Hello all!
I want to deal with strided memrefs to provide correct 256-bits memory alignment of data string beginnings (regardless the input matrix string size, that may not be divisible by 256 bits) to be able to use fast aligned vector 256-bits loads/stores.
As I’ve read in the MLIR docs, I create affine map that explicitly defines 2D-memref strides:
#my_map = affine_map<(d0, d1) → (d0 * 2048 + d1)>
Then I allocate strided memref:
%B = alloc() {alignment = 32} : memref<2048x2048xf32, #my_map>
And after that I try to fill it with ones:
%cf1 = constant 1.00000e+00 : f32
linalg.fill(%B, %cf1) : memref<2088x2048xf32, #my_map>, f32
Then I try to process this MLIR code by the following command:
mlir-opt sgemm-tiled-benchmark-my-maps.mlir -convert-linalg-to-loops -lower-affine -convert-scf-to-std -convert-std-to-llvm -canonicalize > a1.llvm
And then, after running this command, I can see the error:
sgemm-tiled-benchmark-my-maps.mlir:12:3: error: ‘std.store’ op operand #2 must be index, but got ‘!llvm.i64’
linalg.fill(%A, %cf1) : memref<2088x2048xf32, #my_map>, f32
^
sgemm-tiled-benchmark-my-maps.mlir:12:3: note: see current operation: “std.store”(%0, %6, %9, %11) : (!llvm.float, memref<2088x2048xf32, affine_map<(d0, d1) → (d0 * 2048 + d1)>>, !llvm.i64, !llvm.i64) → ()
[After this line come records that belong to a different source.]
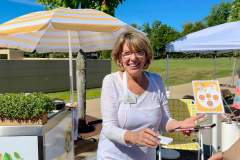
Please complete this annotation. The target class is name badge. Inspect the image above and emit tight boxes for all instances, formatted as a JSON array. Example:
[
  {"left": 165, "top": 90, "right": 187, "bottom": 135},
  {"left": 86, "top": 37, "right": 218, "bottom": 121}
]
[{"left": 123, "top": 95, "right": 137, "bottom": 104}]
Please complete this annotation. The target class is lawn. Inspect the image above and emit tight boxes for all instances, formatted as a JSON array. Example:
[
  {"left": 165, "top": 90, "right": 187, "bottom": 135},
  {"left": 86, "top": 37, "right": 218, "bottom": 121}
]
[
  {"left": 46, "top": 88, "right": 101, "bottom": 102},
  {"left": 148, "top": 57, "right": 234, "bottom": 86},
  {"left": 47, "top": 57, "right": 235, "bottom": 101}
]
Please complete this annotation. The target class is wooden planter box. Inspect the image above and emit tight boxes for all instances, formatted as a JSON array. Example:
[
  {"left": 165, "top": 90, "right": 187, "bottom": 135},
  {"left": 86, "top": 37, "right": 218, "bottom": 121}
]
[{"left": 0, "top": 114, "right": 48, "bottom": 126}]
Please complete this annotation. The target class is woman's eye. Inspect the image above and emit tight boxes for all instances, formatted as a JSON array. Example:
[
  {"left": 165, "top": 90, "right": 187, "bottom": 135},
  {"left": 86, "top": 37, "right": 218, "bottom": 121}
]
[{"left": 124, "top": 52, "right": 131, "bottom": 55}]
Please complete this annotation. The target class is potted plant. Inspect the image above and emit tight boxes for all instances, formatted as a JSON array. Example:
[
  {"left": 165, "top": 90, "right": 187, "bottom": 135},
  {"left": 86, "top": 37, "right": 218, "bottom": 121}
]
[{"left": 0, "top": 93, "right": 55, "bottom": 125}]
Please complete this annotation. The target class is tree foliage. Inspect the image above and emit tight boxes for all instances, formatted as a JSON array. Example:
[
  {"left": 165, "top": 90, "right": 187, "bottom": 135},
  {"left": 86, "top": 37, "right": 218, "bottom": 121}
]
[
  {"left": 205, "top": 2, "right": 232, "bottom": 27},
  {"left": 131, "top": 23, "right": 141, "bottom": 30},
  {"left": 141, "top": 23, "right": 151, "bottom": 36},
  {"left": 228, "top": 0, "right": 240, "bottom": 22},
  {"left": 37, "top": 0, "right": 125, "bottom": 16},
  {"left": 182, "top": 22, "right": 194, "bottom": 35},
  {"left": 141, "top": 21, "right": 180, "bottom": 58},
  {"left": 182, "top": 21, "right": 206, "bottom": 36}
]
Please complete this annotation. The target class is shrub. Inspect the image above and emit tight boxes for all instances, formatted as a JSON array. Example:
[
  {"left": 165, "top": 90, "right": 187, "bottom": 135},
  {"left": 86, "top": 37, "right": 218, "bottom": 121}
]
[
  {"left": 0, "top": 93, "right": 55, "bottom": 120},
  {"left": 100, "top": 50, "right": 111, "bottom": 59}
]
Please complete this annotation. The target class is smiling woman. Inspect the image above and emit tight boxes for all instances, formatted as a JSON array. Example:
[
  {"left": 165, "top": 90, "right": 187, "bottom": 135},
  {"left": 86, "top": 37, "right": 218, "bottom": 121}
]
[{"left": 97, "top": 31, "right": 204, "bottom": 160}]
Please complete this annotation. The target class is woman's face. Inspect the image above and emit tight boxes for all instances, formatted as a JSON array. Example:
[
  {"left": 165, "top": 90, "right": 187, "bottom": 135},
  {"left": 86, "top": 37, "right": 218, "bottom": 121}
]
[{"left": 120, "top": 42, "right": 146, "bottom": 77}]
The problem occurs when pass -convert-std-to-llvm works. If I remove pass -convert-std-to-llvm from command parameters, I can see no errors, i.e. other passes ‘think’ everything’s Okay.
What I do wrong? Why the error happens?
If I don’t use my_map with strides, everything goes well and there are no errors.
Thank you and BR, Oleg